★★★★ 3.5 Stars
Genre: Dark Fantasy / Retelling
Series: Disney Villains
Publication Date: July 26th, 2016
Publisher: Disney Press
“Hate. Her magic was infused with it. And in that hate was a deep, penetrating sorrow. Those humans had taken from her the only person who had loved her, and she was going to make them suffer.”
The sea is a veritable breeding ground for tragedy, and this particular tragedy is a soft reimagining of The Little Mermaid from the villain, Ursula’s, point of view. Well, partly from Ursula’s point of view. Poor Unfortunate Soul tweaks the tale just enough, keeping most of the original story intact while dwelling on the behind-the-scenes schemes that led to its events.
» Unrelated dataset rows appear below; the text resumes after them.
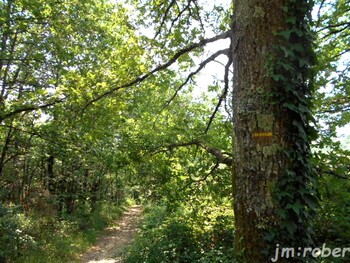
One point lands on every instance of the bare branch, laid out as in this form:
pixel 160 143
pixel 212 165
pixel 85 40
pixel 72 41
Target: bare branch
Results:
pixel 220 156
pixel 29 108
pixel 224 94
pixel 172 60
pixel 192 74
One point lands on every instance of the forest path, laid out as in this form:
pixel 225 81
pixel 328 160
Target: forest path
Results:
pixel 110 247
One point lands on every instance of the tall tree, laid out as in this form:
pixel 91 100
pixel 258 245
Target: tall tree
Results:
pixel 274 192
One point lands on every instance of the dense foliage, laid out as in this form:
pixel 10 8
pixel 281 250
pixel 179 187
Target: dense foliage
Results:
pixel 100 102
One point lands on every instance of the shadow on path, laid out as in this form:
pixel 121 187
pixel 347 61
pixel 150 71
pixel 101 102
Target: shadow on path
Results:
pixel 109 248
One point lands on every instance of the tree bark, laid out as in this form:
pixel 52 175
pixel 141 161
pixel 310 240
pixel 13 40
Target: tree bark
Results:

I honestly had no idea that this was the third book in a series. I didn’t think they were connected other than being about Disney villains, but apparently there are some characters exclusive to the retellings that intertwine them all. At least, I think they’re exclusive – I’m not exactly a professional Disneyologist. I know several of the movies fairly well but there’s also several that I’m not familiar with at all, so I have no idea. My mistake there.
I don’t think you’ll have a problem getting the gist of what’s going on… but you might be disappointed that Ursula herself isn’t a bigger figure in the plot.
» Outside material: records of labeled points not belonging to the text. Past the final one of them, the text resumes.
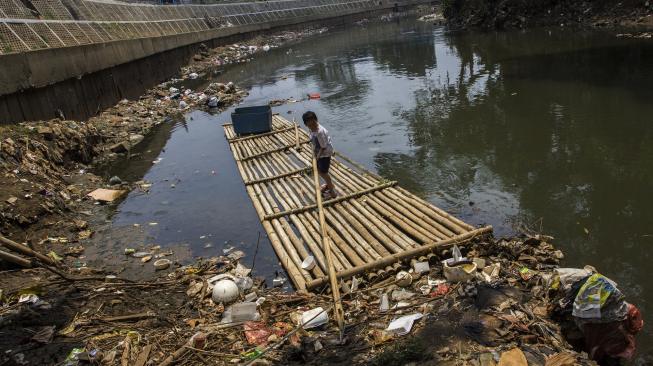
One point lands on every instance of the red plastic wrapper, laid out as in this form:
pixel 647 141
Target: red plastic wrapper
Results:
pixel 441 290
pixel 258 333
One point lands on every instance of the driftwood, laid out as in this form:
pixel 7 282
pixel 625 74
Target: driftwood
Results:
pixel 25 250
pixel 15 259
pixel 131 317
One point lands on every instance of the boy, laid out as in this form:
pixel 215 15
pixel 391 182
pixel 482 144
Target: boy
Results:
pixel 323 151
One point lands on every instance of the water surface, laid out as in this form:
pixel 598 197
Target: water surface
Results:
pixel 548 129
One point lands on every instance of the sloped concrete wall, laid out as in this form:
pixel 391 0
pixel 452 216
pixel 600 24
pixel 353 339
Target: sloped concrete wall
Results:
pixel 80 81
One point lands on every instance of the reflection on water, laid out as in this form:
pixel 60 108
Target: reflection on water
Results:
pixel 547 128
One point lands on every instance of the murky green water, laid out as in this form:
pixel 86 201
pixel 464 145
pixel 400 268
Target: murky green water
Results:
pixel 547 129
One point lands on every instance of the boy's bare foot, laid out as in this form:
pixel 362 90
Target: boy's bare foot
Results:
pixel 330 194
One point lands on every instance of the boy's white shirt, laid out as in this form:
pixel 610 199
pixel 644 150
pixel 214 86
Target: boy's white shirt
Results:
pixel 325 140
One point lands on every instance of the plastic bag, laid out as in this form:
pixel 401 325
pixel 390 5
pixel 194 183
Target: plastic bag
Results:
pixel 599 299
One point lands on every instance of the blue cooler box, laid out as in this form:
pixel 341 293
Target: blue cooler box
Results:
pixel 248 120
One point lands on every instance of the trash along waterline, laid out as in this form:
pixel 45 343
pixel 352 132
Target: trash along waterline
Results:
pixel 504 315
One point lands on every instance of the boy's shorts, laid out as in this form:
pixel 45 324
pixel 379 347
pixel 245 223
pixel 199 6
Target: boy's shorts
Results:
pixel 323 165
I know, right? The main focus is on a trio of witches and a Princess Tulip who apparently owes Ursula some sort of favour. They do give the boisterous siren some interesting backstory that opens with a visceral massacre of the humans who wronged her, her magic mutating them horrifically into soulless sirens. That’s a little… grimmer than the cartoon, I have to say.
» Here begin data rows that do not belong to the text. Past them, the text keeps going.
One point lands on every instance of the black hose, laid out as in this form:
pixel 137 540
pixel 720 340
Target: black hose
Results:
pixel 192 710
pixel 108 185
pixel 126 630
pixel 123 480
Wonder if that’s a nod back to The Little Mermaid’s Andersen roots.
Anyway, I do like the witch sisters a lot, and their incorporation into the story was smoothly executed. Poor Unfortunate Soul also allows for a strange grey morality to seep into a story that had a much clearer distinction between good and evil in the original. Triton comes across as much more bigoted, and Ursula has moments that suggest maybe she’s just unlucky. As it turns out, you can be both unfortunate and evil, without those traits tying into each other.
I liked this take on the story – it’s an interesting short read and I’ve never seen another book use the term ‘Ophelian’, but there’s really no other fairytale more perfect for that description than The Little Mermaid.